Enabling the In Vivo Photoacoustic Imaging of Livers
According to the World Cancer Research Fund International, chronic liver diseases, such as those caused by the regionally prevalent hepatitis B and C, are major causes of liver cancer. As the sixth most common form of cancer in the world, the diagnosis and treatment of its causes are paramount to society’s age-long battle against premature mortality.
Traditionally, the diagnosis of liver diseases is carried out via ultrasound imaging, CT scans, and MRIs. Photoacousting (PA) imaging, whereby delivery of light energy is absorbed by tissues that then generate ultrasound waves for the transducer to produce real-time high-resolution images, has shown the potential to empower physicians with the information to effectively diagnose and treat the liver. Unfortunately, the liver has low optical absorbance which impedes the application of existing PA imaging techniques.
Collaborative research conducted by Professor Chulhong Kim from the Department of Creative IT Engineering at POSTECH, along with Professor Sei Kwang Hahn from the Department of Materials Science and Engineering at POSTECH and Professor Woosung Kwon from the Department of Chemical and Biological Engineering at Sookmyung Women’s University, has successfully demonstrated an elegant and versatile method for PA imaging of the liver by developing a liver-specific conjugate with high targeting efficiency, strong optical absorbance, excellent biocompatibility, and safe biodegradability. This breakthrough achievement was published in the world-renowned Advanced Functional Materials as an Inside Cover Article.
The research team combined silica nanoparticles (SiNP)—an exogenous contrast agent with high resolution and efficient clearance—and hyaluronate (HA)—a natural substance with extremely high liver targeting properties, biocompatibility, and biodegradability—for effective liver-specific delivery. In other words, the team developed a safe and efficacious delivery agent for the noninvasive diagnosis of the liver at a level of detail never before achieved. The HA-SiNP conjugate, injected into the bloodstream, will move about the body until it reaches the liver, at which point will accumulate for PA imaging. Afterwards, the HA-SiNP will gradually escape the body via urine in 48 hours.
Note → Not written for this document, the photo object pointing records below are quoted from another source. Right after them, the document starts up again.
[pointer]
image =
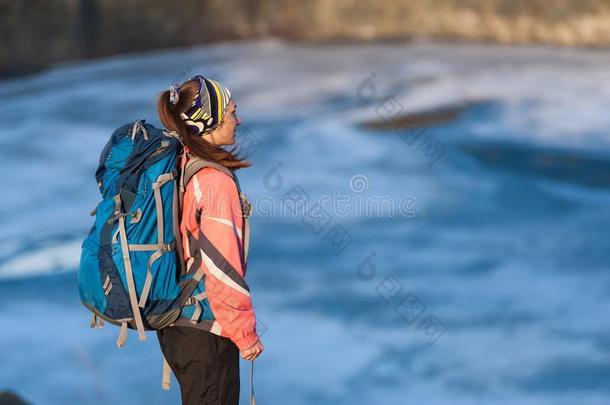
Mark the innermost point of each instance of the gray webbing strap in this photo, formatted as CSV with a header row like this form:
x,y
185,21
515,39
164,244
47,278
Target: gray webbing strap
x,y
133,299
122,335
166,375
246,240
198,306
252,398
134,130
133,247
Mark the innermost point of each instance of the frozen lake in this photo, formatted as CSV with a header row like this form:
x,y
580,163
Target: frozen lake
x,y
472,272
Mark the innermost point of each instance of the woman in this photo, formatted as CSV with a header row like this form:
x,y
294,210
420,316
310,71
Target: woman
x,y
204,354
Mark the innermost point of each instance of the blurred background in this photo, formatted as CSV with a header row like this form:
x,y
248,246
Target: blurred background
x,y
451,158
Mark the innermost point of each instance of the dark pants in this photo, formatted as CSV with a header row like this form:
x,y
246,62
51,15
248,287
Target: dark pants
x,y
206,365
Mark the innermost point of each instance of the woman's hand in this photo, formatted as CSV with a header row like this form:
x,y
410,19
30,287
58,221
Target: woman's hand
x,y
253,352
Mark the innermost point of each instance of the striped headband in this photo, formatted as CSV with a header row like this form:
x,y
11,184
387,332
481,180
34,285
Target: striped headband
x,y
208,107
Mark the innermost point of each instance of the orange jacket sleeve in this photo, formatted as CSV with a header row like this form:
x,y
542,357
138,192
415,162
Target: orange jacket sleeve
x,y
219,217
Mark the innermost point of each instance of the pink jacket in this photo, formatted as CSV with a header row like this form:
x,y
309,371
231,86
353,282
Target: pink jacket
x,y
211,228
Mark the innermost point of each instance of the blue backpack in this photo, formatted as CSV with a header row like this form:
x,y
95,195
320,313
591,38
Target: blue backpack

This achievement is made even more noteworthy because of its potential to contribute to not only the diagnosis but also the target-specific delivery of drugs for treatment. Professor Kim anticipates that this remarkable discovery, coupled with existing ultrasound imaging techniques, will bring forth novel solutions that will enable in-depth diagnosis and rapid treatment.
This research was supported by the Ministry of Science and ICT of Korea under the ICT Consilience Creative Program (IITP-2017-R0346-16-1007) supervised by the Institute for Information and Communications Technology Promotion (IITP), the Basic Science Research Program (2016R1C1B1011830 and 2017R1E1A1A03070458), and the KIST Institutional Program (2E28200-18-018). It was further supported by the Korea Health Industry Development Institute (KHIDI) under the Korea Health Technology R&D Project funded by the Ministry of Health and Welfare of Korea (HI15C1817).